AI can complete reasoning, judgment, and modeling in an encrypted state;

Even with multi-chain cooperation and cross-chain transmission, data remains in a 'black box' state.

2. Why do the two need to be combined?

E2EE and FHE each have advantages, but also have their own 'blind spots.'

Technology Advantages Blind Spots

E2EE prevents data from being intercepted or tampered with during transmission; data must be decrypted upon reaching the endpoint, exposing the computation process.

FHE keeps the data computation process always encrypted, preventing internal leaks; it does not handle the transmission security when 'sent from the user side.'

In decentralized AI systems, data must not only be securely 'transmitted' but also securely 'utilized.' At this point, the combination of 'E2EE + FHE' becomes a full-chain privacy protection solution:

Users locally encrypt data → securely upload via E2EE;

AI performs computational processing on-chain via FHE → encrypted results returned;

Users or authorized nodes decrypt to obtain results, completing business processes.

Throughout the process, there is no need to expose original data or computational details at any stage.

3. Examples combining application scenarios

1. Medical consultations: zero leakage of sensitive data

Users input personal symptoms and medical records, AI locally uploads them via E2EE encryption; FHE ensures medical AI completes preliminary analysis and judgment in an encrypted state, returning suggestions, and the entire process prevents hospitals and network nodes from viewing original information.

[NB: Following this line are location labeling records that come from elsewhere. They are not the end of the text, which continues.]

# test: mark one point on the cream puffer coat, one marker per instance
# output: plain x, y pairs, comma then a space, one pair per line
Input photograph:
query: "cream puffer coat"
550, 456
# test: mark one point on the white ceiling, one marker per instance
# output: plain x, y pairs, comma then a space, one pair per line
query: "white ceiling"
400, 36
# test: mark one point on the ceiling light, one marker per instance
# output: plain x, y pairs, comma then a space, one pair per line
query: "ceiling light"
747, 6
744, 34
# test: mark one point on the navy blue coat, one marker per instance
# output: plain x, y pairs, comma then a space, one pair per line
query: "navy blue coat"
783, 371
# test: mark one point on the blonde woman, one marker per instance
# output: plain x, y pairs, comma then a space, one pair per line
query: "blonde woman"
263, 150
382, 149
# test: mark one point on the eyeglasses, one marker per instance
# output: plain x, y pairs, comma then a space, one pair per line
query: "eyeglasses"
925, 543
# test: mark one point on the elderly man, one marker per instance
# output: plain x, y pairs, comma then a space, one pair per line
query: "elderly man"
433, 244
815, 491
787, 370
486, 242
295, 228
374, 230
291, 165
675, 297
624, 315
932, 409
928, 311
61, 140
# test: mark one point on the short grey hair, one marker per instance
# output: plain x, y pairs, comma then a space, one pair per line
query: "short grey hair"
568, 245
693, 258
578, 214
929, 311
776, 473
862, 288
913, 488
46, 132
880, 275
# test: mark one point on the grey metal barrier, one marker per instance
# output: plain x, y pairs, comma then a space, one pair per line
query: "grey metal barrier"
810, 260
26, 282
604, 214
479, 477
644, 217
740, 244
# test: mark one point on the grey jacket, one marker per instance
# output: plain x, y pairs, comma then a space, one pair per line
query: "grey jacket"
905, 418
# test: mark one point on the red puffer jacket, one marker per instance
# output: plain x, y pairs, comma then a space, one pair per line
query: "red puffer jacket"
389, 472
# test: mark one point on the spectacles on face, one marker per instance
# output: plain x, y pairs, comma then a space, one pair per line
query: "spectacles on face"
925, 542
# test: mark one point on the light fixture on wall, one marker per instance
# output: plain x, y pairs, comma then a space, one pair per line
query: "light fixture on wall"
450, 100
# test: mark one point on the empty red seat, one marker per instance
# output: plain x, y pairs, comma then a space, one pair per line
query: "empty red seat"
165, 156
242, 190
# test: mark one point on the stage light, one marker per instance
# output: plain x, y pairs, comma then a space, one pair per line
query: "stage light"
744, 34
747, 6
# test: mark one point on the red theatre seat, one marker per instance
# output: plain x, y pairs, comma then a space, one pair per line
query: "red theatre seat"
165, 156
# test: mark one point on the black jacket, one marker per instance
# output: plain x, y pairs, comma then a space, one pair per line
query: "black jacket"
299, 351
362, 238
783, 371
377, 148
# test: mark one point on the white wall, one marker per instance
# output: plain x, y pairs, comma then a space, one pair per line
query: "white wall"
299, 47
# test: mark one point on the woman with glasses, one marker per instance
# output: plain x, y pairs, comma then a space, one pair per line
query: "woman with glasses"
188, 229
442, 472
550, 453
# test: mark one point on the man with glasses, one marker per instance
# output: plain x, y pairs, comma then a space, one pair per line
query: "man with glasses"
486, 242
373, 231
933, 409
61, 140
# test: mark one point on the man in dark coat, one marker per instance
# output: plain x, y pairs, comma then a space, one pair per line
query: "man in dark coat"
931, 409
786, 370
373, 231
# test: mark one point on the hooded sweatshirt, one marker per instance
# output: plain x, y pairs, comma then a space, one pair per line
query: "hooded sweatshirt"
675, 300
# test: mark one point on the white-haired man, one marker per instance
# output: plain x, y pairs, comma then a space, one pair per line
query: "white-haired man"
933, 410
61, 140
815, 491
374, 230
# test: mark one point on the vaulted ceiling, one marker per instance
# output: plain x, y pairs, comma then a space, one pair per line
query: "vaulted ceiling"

2. On-chain investment advisory services: asset privacy + strategy confidentiality

A user entrusts a decentralized AI to optimize asset allocation, encrypting and transmitting their asset information and preferences via E2EE; FHE allows the AI to reconfigure strategies on-chain based on encrypted data, keeping the entire operational logic and asset situation completely confidential to prevent opponents from following trades, arbitraging, or attacking.

3. Decentralized Identity Verification (DID)

Users provide a set of identity credentials for the on-chain AI system to judge whether they meet a certain qualification (e.g., participating in a certain DAO governance); data is uploaded using E2EE, logical judgments are executed using FHE, and the process of 'verification passed' or 'verification failed' is completely private, without exposing identity, history, or wallet address.

4. The technology behind it: the real demand for a zero-trust environment

The Web3 world is a typical 'zero-trust environment':

Nodes may be anonymous;

Smart contracts cannot be altered once deployed;

Data frequently circulates during multi-chain interactions.

This determines that we can no longer rely on centralized servers to 'protect data' and must build a trust at the technological level. FHE and E2EE are the core components of this level.

5. Future vision: FHE + E2EE driving a 'Privacy Intelligent Network'

As the computational capabilities of FHE continue to improve and the E2EE toolchain gradually standardizes, we will see in the future:

A completely privacy-based data market;

AI services supporting encrypted input, encrypted processing, and encrypted output;

Users no longer worry about data being exposed when calling AI agents on any chain or any device.

This is the prototype of the 'Privacy Intelligent Network'—obtaining the most trustworthy intelligent services without revealing any information.

Summary

FHE and end-to-end encryption are not alternatives; they are complementary. The former ensures data remains encrypted while being 'used,' and the latter ensures data is not monitored while being 'transmitted.'

In an AI-driven decentralized world, only by combining the two can we truly achieve full-chain privacy protection from users to the chain, from data to decision-making, paving the way for a secure future for AgenticWorld.

If you truly want to embrace a future of privacy, security, and trustworthy AI, then this technological combination is an insurmountable moat.